The primary idea is that, if the alleged infringer had been confronted right away, it might not have made investments in a bad trademark. Examples of such investments are business expansion, advertising expenditure or perhaps just achieving increased sales.
It’s pretty rare for laches to stop a trademark claim when the claim is made within six months of when the trademark owner learned of the problem. But there are rare cases where the court held that waiting even about three months to sue was too long because of the extent of prejudice the defendant suffered because of the delay.
Also, if you want a court to immediately stop the infringement pending a full trial of the case, you need to get to court right away. Waiting even a few weeks can take that option off the table.
At the other end of the spectrum, there’s a recent decision by the Fourth Circuit Court of Appeals (it covers Virginia) that held that a delay of as much as 20-30 years might not be too long where the defendant might not suffer any significant prejudice from being forced to stop using an infringing mark and where the plaintiff and defendant only sometimes operated in the same geographic market.
Then there’s a recent arbitration decision about a domain name.
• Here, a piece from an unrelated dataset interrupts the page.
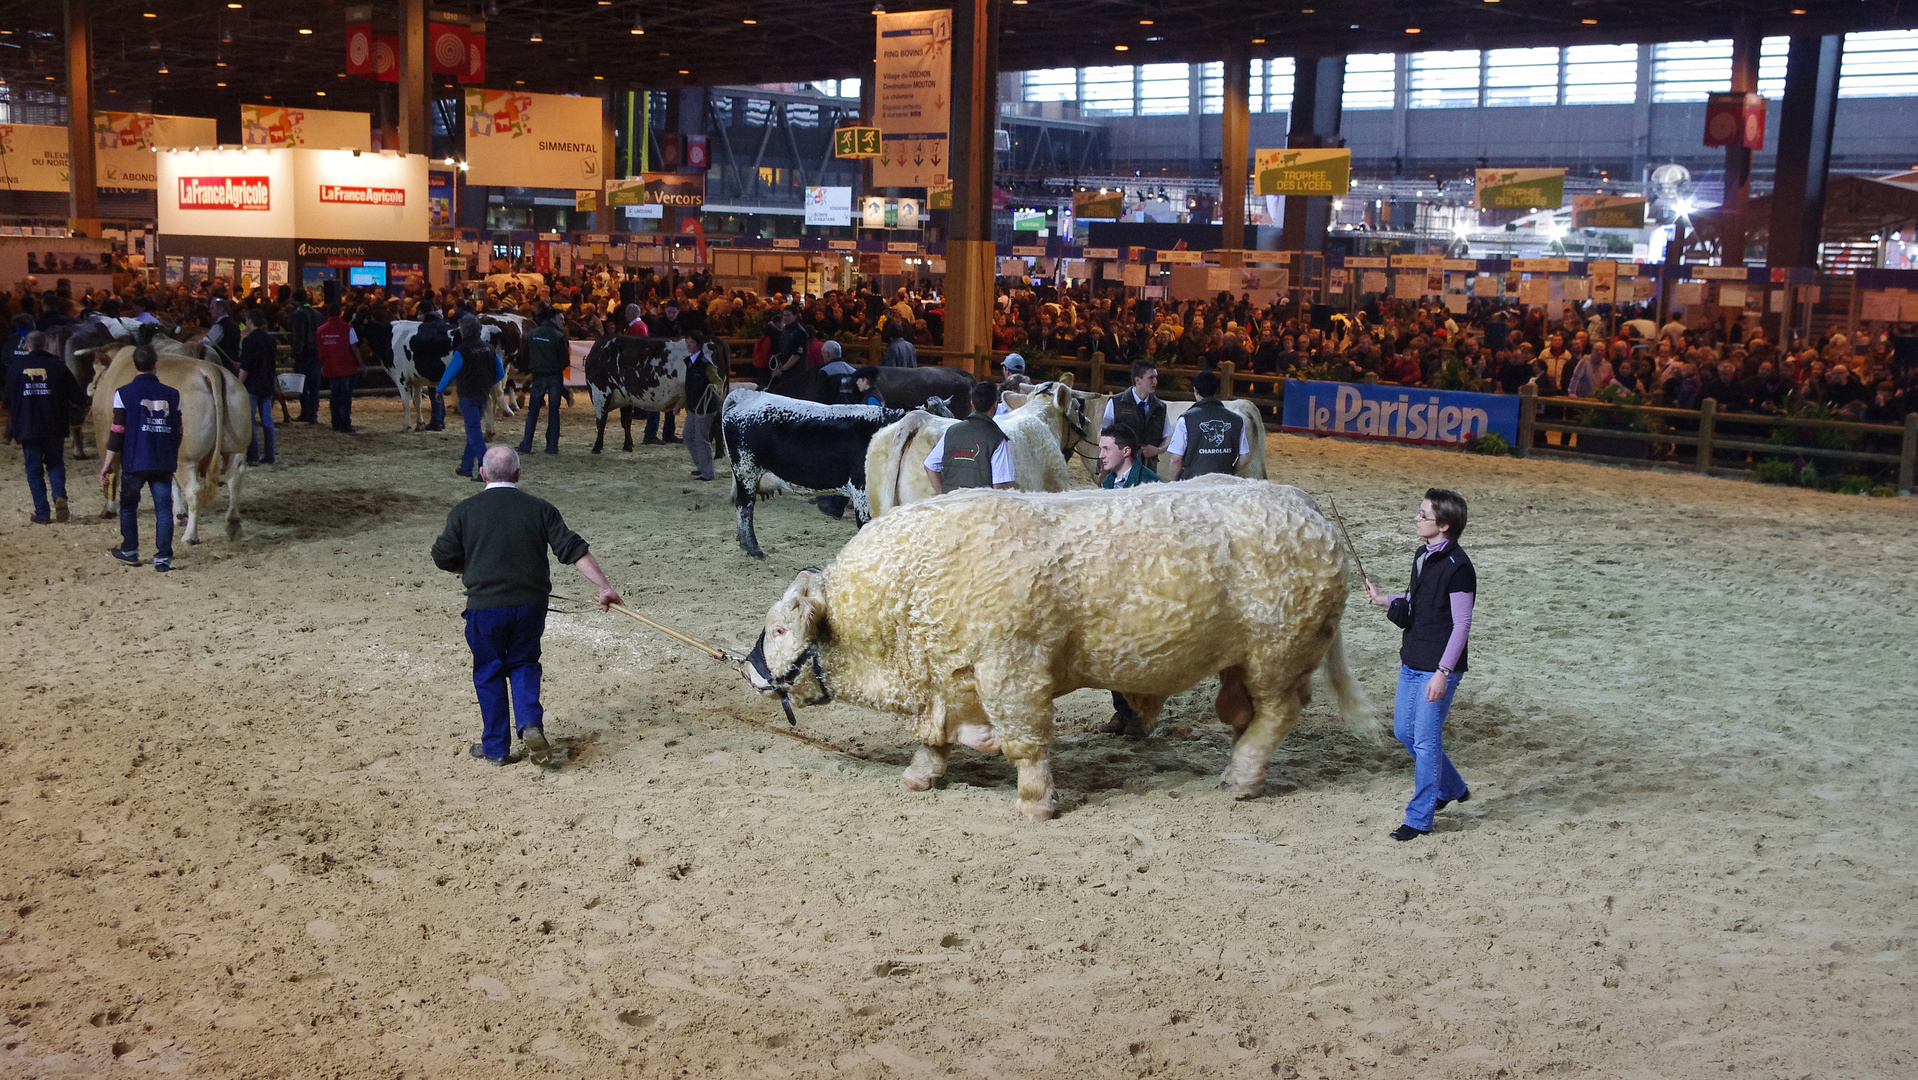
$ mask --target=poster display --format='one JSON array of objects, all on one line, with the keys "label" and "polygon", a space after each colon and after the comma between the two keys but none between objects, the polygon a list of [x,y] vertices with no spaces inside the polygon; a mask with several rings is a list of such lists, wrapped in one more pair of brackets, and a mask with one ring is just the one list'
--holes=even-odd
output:
[{"label": "poster display", "polygon": [[867,229],[886,227],[886,200],[883,196],[868,195],[859,200],[859,224]]},{"label": "poster display", "polygon": [[900,199],[893,207],[893,220],[896,229],[916,230],[919,228],[919,200]]},{"label": "poster display", "polygon": [[225,256],[214,259],[213,276],[221,281],[231,282],[234,279],[233,260]]},{"label": "poster display", "polygon": [[1574,195],[1574,229],[1642,229],[1645,227],[1643,195]]},{"label": "poster display", "polygon": [[1359,291],[1382,293],[1385,291],[1385,271],[1367,270],[1359,275]]},{"label": "poster display", "polygon": [[260,260],[240,260],[240,280],[247,288],[260,284]]},{"label": "poster display", "polygon": [[154,152],[219,143],[218,124],[199,116],[93,114],[94,182],[103,188],[159,187]]},{"label": "poster display", "polygon": [[662,218],[668,206],[697,210],[706,205],[706,178],[697,173],[640,173],[606,182],[606,205],[653,208],[638,217]]},{"label": "poster display", "polygon": [[1107,191],[1105,188],[1100,188],[1097,191],[1072,193],[1072,216],[1081,221],[1088,218],[1095,221],[1116,221],[1124,215],[1125,192],[1123,191]]},{"label": "poster display", "polygon": [[266,284],[269,288],[278,288],[286,284],[285,259],[268,259],[266,261]]},{"label": "poster display", "polygon": [[1546,210],[1565,204],[1564,169],[1476,169],[1480,210]]},{"label": "poster display", "polygon": [[166,283],[178,285],[186,280],[186,256],[168,255],[166,257]]},{"label": "poster display", "polygon": [[1552,282],[1549,278],[1526,278],[1518,283],[1518,302],[1527,307],[1544,307],[1552,302]]},{"label": "poster display", "polygon": [[0,190],[67,190],[67,129],[0,124]]},{"label": "poster display", "polygon": [[944,187],[952,160],[952,12],[887,12],[876,21],[873,186]]},{"label": "poster display", "polygon": [[1460,446],[1488,432],[1518,441],[1516,394],[1288,379],[1286,431]]},{"label": "poster display", "polygon": [[1609,304],[1618,298],[1618,264],[1610,259],[1592,263],[1592,302]]},{"label": "poster display", "polygon": [[806,224],[851,225],[852,189],[849,187],[809,187],[806,189]]},{"label": "poster display", "polygon": [[598,187],[600,100],[467,87],[466,181],[502,187]]},{"label": "poster display", "polygon": [[241,105],[240,138],[247,146],[320,150],[373,149],[373,118],[363,112],[295,109],[279,105]]},{"label": "poster display", "polygon": [[1343,195],[1352,189],[1352,151],[1259,150],[1252,172],[1260,195]]}]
It concerned an effort by Victoria’s Secret to recover the domain name VictoriasSecrets.com.au (that’s an Australian domain name) that is being used by an Australian brothel.
The artitrator said this is a clear case of cybersquatting, but because Victoria’s Secret waited almost seven years to sue after initially sending a complaint letter to the brothel, it could not recover the domain name.
The moral is to be paranoid. Because you don’t know whether a court will say you waited too long to act, you should assume any delay might be fatal.
Have your lawyer contact the infringer immediately to try to get it to agree to stop. If the target won’t agree, you need to sue quickly after that.
And what if you just let it go? Your trademark rights begin to crumble.
Due to laches, at some point you lose your ability to stop that infringer. You’ll have to live with the consumer confusion and lost sales that will occur.
Also, when you allow (or must tolerate) such infringements, the power of your trademark shrinks. Others become legally entitled to mimic your trademark ever more closely. Your trademark, which is your brand, will stand out less to consumers.
Eventually, if you let things go far enough, you will lose your trademark entirely. A court might hold that your trademark has become just a generic name for the product or service (think Aspirin, which used to be a Bayer trademark). Or it might just say that you are deemed to have abandoned your trademark through neglect.
When it comes to your trademarks, with minor exceptions there essentially is no governmental army or police force to protect you. You alone are responsible for defending your trademark from weakening and loss. Like other kinds of attacks, the longer you wait to confront the trademark attacker, the lower your chance of success.